I started by boiling some grain. Normally I think we had rice with our meatballs, but now, as a diabetic, even brown, whole grain rice is too sugary for me. If I use rice at all it is mixed in with other grains. Today I boiled 1 cup of brown rice with 1 cup of pearled barley, and 1 cup of groats. This is a very mild mixture that is diabetic friendly and it smells wonderful as it is cooking in the 6 cups of water.

While the grain is cooking I began by cutting up a sad, wilted, celery stalk and placing it in a glass of water to perk up.

Next I got out my 2 lbs of extra lean ground beef and placed it in a large mixing bowl. Then I cracked open two eggs and beat them to death and poured into the beef. I sprinkled in about 1/4 cup of oat bran.

I seasoned the beef with about a tsp of sea salt, 1/2 tsp of black pepper, 1/4 tsp of cayenne pepper, 1 tblspn of Italian Seasoning, another tsp of Oregano and 1/2 tsp of garlic powder.

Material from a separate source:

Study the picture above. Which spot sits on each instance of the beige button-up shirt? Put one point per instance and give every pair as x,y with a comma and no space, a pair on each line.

I chopped up some Red Bell Pepper and used about 1/3 cup then chopped up one medium jalapeno and the now somewhat better looking stalk of celery. I chopped these veggies very small.

I mixed in the veggies with the meat and spices, added about 2/3 cup of the boiled grain, and stirred it around til everything looked very well mixed.

I added about 1/4 cup of olive oil to a large frying pan and got it heated while I started making the meatballs. They were about racquet ball sized. I set the meatballs into the frying pan and cooked them for about 30-40 minutes, turning them every 10 minutes or so.

Toward the end I chopped about 3 mushrooms and dumped those in to fry with the meatballs.

Next I opened two cans of Italian Stewed Tomatoes, 1 can of diced tomatoes, and 2 cans of tomato sauce and slowly poured them over the meatballs. I added a bit more Italian seasoning and Oregano and cooked everything another 20 minutes.

When it was time to eat I scooped a couple of heaping tablespoons of grain in each bowl, and scooped up 2-3 meatballs with the tomatoes and sauce and plopped them into the grain in the bowls. Finally, I sprinkled just a bit more grain on top of the meatballs and tomatoes.

I was pleasantly surprised at the end result! The somewhat bland meal from my childhood had been spiced up considerably and it packed a little heat with the peppers. The tomato mixture was quite different from my spaghetti sauce so that adds some serious diversity to the diet and meal planning. using the grain instead of pasta also added to the diversity.

It was a complete meal in a bowl, perfect for a fall evening.

The extra boiled grain I will use in some other meals and dishes later.